I was reminded of this when Amanda Vickery tweeted about favourite children’s book illustrators and the article in the Guardian, and I thought of how much my son’s drawings have lately reminded me of Lofting’s, and how much he and I love the books. Yes, they’re racist, and they are of their time. They’re mild fantasies, they’re anthropomorphic, they’re silly, and at a certain level, misogynistic (see the treatment of Sarah Dolittle, the doctor’s sister). But really, don’t you want a duck to be your housekeeper?

20121210-184422.jpgLofting, born in England in 1886, studied there before coming to America to study civil engineering at MIT in Cambridge, MA. The clear line of his Puddleby drawings are infused with the drafting he could have learned as an engineer. He served with the Irish Guards on the Western Front during World War I, and the Dr. Dolittle stories grew from the letters he wrote home to his children.

As a child, Dr. Dolittle had all the things I liked: talking animals, adventures, English villages and cities, and a wardrobe from the past.

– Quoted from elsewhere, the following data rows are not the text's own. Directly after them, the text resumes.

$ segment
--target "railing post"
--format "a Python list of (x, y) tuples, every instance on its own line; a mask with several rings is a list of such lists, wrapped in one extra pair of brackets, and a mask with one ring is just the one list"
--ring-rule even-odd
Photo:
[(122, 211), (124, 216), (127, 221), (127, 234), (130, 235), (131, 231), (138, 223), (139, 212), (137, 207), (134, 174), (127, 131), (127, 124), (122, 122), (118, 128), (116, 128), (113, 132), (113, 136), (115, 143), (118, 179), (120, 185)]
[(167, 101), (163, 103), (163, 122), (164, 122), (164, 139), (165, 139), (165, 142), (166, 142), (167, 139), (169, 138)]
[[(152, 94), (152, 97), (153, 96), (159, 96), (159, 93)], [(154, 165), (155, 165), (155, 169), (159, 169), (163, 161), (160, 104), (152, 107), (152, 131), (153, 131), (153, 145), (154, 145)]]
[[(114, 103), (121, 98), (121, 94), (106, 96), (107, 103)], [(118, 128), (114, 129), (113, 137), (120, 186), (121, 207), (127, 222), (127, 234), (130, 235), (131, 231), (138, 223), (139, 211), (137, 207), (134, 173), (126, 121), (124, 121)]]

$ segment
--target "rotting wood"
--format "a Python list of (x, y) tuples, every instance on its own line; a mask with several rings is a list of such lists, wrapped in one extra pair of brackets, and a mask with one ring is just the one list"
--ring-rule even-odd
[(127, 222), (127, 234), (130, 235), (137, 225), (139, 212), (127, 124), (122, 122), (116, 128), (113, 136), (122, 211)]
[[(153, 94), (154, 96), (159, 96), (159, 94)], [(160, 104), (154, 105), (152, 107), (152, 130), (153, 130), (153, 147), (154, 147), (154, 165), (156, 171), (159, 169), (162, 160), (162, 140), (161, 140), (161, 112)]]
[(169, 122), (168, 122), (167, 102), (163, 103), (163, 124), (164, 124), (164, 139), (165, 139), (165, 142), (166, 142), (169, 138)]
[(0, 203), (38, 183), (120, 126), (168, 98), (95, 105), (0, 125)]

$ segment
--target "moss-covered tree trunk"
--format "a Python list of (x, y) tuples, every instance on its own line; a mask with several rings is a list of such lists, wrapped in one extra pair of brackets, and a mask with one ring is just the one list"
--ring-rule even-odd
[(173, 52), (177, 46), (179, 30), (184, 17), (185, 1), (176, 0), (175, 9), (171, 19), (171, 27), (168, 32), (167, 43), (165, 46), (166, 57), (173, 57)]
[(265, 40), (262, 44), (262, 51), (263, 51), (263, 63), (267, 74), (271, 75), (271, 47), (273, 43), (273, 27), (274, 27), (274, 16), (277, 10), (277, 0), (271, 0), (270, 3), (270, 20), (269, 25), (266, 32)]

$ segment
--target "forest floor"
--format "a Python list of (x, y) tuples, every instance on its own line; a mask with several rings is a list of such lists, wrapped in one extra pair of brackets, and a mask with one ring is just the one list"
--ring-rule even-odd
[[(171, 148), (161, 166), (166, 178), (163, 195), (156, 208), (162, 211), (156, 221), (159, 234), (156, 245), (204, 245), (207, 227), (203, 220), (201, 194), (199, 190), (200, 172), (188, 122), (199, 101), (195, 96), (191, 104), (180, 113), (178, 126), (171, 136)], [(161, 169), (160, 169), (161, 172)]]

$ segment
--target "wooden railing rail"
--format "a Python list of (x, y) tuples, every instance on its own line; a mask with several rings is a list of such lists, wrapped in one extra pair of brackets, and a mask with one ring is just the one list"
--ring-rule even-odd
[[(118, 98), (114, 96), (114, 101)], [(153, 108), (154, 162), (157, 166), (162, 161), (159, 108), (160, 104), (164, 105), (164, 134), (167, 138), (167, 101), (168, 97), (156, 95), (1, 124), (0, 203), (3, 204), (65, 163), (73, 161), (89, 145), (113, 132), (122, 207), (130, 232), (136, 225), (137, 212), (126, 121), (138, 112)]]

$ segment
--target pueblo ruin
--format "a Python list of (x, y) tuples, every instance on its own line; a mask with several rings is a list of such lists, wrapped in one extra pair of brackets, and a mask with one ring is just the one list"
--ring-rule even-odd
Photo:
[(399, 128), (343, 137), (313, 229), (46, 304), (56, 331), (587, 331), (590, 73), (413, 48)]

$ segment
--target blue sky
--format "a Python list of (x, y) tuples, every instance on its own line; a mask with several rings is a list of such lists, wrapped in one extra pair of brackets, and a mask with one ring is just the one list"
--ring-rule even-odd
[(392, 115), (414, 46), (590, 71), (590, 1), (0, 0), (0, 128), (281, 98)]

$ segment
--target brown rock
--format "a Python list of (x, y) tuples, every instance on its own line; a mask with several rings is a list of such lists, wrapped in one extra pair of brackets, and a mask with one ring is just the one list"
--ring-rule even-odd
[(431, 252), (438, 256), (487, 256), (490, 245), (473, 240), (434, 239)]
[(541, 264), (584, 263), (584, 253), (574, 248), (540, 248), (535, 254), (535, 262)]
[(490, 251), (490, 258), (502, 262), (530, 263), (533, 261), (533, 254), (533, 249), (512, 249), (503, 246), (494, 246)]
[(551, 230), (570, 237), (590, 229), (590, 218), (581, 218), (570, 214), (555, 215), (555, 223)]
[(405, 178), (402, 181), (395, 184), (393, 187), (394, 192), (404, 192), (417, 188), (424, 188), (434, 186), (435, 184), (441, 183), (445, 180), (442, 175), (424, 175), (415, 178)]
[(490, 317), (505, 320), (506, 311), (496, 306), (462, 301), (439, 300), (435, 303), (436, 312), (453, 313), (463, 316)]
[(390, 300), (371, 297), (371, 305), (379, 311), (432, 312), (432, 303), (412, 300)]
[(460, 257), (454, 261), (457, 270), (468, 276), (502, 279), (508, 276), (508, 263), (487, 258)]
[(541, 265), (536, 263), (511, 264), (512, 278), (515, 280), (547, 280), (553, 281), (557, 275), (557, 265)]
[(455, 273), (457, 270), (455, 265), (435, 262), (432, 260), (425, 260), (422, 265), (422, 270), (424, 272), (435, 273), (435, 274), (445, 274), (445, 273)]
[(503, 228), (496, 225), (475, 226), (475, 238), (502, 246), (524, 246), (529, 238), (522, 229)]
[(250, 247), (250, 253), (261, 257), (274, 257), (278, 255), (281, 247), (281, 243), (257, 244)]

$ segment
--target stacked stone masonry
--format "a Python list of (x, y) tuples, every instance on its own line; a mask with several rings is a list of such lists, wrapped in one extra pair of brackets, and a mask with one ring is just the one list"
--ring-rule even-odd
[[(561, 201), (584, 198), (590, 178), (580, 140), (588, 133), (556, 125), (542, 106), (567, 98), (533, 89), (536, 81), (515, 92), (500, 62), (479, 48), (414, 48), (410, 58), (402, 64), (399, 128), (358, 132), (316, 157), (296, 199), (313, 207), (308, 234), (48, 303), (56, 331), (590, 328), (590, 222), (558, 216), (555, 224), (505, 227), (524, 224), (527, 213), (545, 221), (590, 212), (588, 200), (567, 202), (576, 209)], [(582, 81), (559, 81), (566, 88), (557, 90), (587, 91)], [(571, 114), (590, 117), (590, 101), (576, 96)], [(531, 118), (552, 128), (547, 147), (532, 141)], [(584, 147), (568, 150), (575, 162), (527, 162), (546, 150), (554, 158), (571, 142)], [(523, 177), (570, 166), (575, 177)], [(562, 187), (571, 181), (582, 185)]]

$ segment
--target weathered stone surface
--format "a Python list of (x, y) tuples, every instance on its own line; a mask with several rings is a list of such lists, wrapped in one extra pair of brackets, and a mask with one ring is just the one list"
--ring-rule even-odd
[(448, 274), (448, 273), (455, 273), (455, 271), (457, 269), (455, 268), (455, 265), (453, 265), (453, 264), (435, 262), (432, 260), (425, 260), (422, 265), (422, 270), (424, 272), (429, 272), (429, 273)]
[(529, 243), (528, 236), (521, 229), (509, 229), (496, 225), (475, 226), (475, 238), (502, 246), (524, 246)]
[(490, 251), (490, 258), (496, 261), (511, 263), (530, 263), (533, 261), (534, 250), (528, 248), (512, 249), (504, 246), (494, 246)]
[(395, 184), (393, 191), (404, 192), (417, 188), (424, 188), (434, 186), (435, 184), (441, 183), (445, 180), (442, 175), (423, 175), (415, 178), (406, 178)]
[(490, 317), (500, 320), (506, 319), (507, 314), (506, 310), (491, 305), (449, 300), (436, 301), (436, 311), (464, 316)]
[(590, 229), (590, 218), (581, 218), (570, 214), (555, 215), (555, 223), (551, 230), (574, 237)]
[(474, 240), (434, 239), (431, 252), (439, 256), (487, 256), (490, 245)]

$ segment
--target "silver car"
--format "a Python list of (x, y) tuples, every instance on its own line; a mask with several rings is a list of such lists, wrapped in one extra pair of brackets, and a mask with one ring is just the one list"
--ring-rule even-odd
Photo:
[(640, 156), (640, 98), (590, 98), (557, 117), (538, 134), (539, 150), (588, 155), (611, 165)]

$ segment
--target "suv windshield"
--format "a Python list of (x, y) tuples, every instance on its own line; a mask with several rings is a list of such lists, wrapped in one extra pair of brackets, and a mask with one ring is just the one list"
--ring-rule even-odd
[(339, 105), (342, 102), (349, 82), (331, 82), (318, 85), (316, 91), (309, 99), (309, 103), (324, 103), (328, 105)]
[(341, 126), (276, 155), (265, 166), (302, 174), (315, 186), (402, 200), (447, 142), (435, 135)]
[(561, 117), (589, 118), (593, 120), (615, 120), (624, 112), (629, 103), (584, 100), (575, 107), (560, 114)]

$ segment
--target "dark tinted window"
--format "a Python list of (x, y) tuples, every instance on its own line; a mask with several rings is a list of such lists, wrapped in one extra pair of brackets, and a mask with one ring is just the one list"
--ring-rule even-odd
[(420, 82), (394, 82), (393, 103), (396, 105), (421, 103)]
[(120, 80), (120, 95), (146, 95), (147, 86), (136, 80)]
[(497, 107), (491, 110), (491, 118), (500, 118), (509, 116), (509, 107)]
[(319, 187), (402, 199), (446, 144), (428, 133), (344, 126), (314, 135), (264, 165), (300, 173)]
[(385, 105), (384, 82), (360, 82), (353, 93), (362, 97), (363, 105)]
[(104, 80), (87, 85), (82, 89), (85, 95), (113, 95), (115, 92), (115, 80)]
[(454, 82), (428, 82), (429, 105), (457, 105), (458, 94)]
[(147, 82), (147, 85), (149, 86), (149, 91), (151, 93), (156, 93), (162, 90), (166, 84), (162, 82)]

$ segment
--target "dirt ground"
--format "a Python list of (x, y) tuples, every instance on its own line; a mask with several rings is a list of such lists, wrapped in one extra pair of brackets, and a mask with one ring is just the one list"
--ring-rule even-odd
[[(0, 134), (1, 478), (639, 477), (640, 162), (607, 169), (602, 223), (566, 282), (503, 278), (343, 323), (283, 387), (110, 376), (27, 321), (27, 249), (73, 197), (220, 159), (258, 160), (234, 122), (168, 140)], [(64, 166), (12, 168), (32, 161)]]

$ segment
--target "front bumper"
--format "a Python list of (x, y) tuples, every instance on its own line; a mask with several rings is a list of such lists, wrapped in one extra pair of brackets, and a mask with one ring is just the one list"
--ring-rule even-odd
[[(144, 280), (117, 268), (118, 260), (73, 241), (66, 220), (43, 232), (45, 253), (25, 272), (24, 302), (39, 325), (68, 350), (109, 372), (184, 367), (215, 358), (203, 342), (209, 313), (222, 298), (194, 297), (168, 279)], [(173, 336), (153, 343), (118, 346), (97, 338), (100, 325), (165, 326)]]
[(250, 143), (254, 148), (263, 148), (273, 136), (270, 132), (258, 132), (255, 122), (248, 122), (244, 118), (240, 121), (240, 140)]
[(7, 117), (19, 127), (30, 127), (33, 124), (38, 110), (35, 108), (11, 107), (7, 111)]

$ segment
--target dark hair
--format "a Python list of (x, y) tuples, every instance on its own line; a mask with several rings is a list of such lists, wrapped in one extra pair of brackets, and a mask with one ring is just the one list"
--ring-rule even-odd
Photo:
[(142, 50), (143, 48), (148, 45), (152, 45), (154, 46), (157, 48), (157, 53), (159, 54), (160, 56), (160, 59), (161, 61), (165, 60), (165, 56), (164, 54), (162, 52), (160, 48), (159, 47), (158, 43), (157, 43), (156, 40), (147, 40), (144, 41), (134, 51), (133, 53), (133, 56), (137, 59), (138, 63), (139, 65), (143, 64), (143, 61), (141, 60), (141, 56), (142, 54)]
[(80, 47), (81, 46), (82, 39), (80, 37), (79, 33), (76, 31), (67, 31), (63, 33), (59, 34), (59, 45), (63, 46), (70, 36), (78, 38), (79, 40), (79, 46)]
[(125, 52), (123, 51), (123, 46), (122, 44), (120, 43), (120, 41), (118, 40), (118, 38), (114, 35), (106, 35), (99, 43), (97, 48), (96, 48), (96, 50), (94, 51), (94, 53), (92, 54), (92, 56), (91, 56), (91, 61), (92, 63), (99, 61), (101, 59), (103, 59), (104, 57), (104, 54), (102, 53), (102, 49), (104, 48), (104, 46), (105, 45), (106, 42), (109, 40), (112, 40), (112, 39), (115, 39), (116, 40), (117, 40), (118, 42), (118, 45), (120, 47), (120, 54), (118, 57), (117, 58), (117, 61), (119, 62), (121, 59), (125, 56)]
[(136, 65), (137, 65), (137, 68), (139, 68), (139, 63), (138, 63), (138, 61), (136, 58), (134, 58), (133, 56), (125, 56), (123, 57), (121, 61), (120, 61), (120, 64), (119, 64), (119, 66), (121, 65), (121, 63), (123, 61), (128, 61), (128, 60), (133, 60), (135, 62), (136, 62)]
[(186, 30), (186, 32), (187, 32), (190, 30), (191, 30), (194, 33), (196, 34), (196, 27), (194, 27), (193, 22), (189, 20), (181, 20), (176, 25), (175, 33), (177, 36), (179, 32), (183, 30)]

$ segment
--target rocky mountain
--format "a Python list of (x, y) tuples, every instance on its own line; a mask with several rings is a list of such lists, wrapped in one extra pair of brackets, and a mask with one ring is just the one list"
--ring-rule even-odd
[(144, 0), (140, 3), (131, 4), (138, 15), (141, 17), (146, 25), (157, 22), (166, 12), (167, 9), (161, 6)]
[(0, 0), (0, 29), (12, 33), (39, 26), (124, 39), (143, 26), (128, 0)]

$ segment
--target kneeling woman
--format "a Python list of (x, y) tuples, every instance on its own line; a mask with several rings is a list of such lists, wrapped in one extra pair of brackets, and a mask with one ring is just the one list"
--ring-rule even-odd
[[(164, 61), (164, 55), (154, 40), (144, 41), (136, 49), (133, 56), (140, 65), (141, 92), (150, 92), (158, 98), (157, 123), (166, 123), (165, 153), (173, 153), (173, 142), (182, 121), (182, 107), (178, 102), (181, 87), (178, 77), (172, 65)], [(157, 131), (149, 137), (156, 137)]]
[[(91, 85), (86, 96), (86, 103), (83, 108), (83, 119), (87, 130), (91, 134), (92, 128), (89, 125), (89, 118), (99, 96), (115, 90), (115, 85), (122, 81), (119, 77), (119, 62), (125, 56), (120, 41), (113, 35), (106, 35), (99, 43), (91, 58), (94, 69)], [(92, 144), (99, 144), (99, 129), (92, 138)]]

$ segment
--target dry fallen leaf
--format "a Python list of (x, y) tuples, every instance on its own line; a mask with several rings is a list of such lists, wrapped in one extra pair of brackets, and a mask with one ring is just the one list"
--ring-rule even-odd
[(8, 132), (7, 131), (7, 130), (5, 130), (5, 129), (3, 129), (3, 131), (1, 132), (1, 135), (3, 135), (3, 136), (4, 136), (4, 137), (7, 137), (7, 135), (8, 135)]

My son likes Dr. Dolittle because the stories are about things he’d like to doing: “talking to animals, going on wild adventures, doing all this crazy stuff, and going with the flow.” He says the stories inspire him to learn about animals, and “to get out there and be with them..” (I assume he means at Coggeshall Farm). Dumber, beware.

Lofting moved his family to Connecticut after he was wounded in the war, and died there in 1947. Most of the books he wrote were published in the 1920s, though some anthologies of stories were published posthumously. An inveterate (congenital?) literary snob, I considered the posthumous works rather lesser, even as I read them several times.

Whether you approve of him or not, Lofting remains one of the gentle fabulists of the early 20th century, and the fact that my son reads him today is testament to the staying power of gentle, animal-centric fabulist fiction.